В первом чтении закон должен был обсуждаться в Государственной думе 2 июля. И накануне Максим купил несколько огромных кусков материи. До шести утра они с товарищами сшивали из этих кусков огромное полотнище и писали на полотнище слова «Отмена льгот – преступление против нации». А в девять утра они приехали на Охотный Ряд и забрались на крышу гостиницы «Москва», которую тогда разбирали, и стройку загородили огромными плакатами с рекламой дорогого БМВ. Забрались и стали ждать, чтобы ровно в десять, когда должно было начаться в Думе обсуждение закона о льготах, вывесить поверх дорогого БМВ свое полотнище. Плакат раскрылся во всей своей красе прямо напротив депутатских окон. Думские охранники заметались. И пользуясь суматохой, Максим с товарищами сбежали, так что никто из них даже не был задержан.
Впрочем, закон приняли в первом чтении, и вывешенного напротив Думы плаката предпочли не заметить равно депутаты парламента и аккредитованные в парламенте журналисты.
Во втором и третьем чтении закон предполагалось принимать 2 августа. И накануне Максим пошел в книжный магазин. Купил два портрета президента Путина. По двести пятьдесят рублей каждый, дико дорого.
А 2-го утром несколько нацболов, переодетых в форму спасателей МЧС, подошли к зданию Министерства здравоохранения.
– Учения МЧС! Пожарная тревога, – вежливо сказал Максим охранникам на входе и улыбнулся. – Всем сотрудникам надлежит собраться во дворе и расписаться в ведомости.

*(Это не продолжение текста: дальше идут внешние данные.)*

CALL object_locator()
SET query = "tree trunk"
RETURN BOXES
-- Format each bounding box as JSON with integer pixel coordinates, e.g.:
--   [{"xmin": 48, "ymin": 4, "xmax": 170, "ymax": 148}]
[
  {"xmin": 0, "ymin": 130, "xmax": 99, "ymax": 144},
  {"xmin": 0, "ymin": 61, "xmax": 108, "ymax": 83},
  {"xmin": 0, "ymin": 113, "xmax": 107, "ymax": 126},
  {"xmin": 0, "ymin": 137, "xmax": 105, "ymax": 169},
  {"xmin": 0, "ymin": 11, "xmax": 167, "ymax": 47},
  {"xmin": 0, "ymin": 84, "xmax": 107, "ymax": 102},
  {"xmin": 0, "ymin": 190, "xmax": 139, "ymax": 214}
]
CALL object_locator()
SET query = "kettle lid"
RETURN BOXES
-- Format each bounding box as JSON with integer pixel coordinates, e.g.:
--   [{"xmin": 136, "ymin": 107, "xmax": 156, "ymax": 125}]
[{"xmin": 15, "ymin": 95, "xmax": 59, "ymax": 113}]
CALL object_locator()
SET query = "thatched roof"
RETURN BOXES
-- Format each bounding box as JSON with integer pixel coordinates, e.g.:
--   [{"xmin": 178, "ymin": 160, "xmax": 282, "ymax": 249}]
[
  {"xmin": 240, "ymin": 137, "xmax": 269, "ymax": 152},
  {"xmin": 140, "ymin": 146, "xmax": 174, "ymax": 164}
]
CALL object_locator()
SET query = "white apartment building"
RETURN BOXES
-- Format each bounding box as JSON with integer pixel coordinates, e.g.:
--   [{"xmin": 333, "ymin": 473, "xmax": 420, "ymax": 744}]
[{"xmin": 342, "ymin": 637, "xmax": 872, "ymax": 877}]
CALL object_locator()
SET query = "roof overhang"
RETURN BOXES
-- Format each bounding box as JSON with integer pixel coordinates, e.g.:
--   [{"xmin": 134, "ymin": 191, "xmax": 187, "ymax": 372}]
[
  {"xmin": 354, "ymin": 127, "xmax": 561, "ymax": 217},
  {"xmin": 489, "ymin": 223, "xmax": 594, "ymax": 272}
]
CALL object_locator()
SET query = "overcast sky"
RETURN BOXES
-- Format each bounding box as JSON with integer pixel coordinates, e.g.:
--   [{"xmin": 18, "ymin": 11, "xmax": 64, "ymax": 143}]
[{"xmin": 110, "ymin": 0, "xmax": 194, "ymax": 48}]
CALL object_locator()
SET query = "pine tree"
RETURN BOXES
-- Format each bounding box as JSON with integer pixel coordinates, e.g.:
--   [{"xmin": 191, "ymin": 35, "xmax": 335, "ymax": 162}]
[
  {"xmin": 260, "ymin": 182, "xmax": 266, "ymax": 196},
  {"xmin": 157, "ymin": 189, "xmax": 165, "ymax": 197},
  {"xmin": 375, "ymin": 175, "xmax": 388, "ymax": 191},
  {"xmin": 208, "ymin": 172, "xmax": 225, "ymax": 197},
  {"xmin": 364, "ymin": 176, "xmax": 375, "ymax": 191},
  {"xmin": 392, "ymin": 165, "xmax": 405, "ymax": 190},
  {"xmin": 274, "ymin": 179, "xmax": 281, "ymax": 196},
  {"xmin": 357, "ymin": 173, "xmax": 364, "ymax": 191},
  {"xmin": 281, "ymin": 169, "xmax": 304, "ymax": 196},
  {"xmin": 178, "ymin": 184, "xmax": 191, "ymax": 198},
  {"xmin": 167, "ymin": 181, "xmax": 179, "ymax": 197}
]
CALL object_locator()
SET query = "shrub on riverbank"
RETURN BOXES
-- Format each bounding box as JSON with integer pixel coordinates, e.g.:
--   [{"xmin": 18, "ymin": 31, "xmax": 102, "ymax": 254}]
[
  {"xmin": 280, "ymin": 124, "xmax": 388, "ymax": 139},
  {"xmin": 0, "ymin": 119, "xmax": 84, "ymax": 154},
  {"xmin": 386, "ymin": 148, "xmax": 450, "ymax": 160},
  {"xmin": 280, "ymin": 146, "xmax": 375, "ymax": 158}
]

С этими словами он решительно направился внутрь здания, и охранники его не задержали. Остальные переодетые нацболы шагали следом. Они поднялись на пару этажей, зашли в кабинет, окна которого выходили на улицу так, чтобы удобно было снимать заранее предупрежденным журналистам, и Максим опять вежливо сказал работавшим в кабинете женщинам:
– Учения МЧС! Не беспокойтесь. Отрабатываем пожарную эвакуацию. Вам надо только спуститься во двор, расписаться в ведомости, и все. Простите за беспокойство.
Женщины засобирались, потянулись к выходу. Одна забыла сумочку, и Максим окликнул ее:
– Гражданочка, сумочку свою не забывайте, а то, знаете, мало ли что…
Женщина улыбнулась. Вернулась за сумочкой. Улыбнулась снова. Ей, похоже, нравился этот поджарый мужчина в форме МЧС.
Когда служащие вышли, Максим с товарищами забаррикадировали двери и распахнули окна.
– Здание захвачено! – прокричал Максим на улицу, и в ответ на его крики защелкали внизу затворы фотокамер и полыхнули фотовспышки. – Мы протестуем против преступной монетизации льгот.
Пока Максим говорил это, один из его товарищей вытащил из папки один из портретов Путина и выбросил его в окно. На стене кабинета, конечно, висели портреты Путина, но нацболы нарочно решили выкидывать свои портреты, а не министерские, чтобы нельзя было обвинить их в порче государственного имущества, то бишь портретов, записанных на баланс министерства.